Only a small minority of Indians, Pakistanis, or Bangladeshis are old enough to remember Partition; but the scars of the event are almost everywhere in South Asia. There is of course the Indo-Pak border, and the seventy years of suspicion and hatred that it represents. In Pakistan, the province of Sind lost its business class, almost all Hindus, who migrated to India. (Some of them ended up in Jaipur, where their descendants run shops in the old city.) In India, Uttar Pradesh (formerly the United Provinces) lost its Muslim upper class to Pakistan. Hindustani, the common language of northern India, was split definitively into Hindi in India and Urdu in Pakistan. Urdu and the Muslims who spoke it were second-class citizens in India. Jinnah’s prediction had in a way become a self-fulfilling prophecy.

Learn more

  • The Great Partition, by Yasmeen Khan, is an account of the human toll of Partition.
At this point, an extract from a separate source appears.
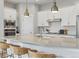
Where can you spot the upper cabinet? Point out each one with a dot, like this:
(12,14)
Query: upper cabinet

Not for the faint of heart.
  • Midnight’s Descendants, by John Keay, begins with an excellent discussion of Partition. (The rest of the book, alas, is not so good.)
  • The works of Urdu short-story writer Sa’adat Hasan Manto are still read on both sides of the Radcliffe Line. (Hindi speakers read Devanagari transcriptions.) Some of them have been translated into English (including my favorite, “Toba Tek Singh”). Manto’s life story is itself a parable of Partition: Formerly comfortably ensconced in Bombay, he moved to Pakistan for his wife’s family, where he wrote stories of Partition and drank himself to death.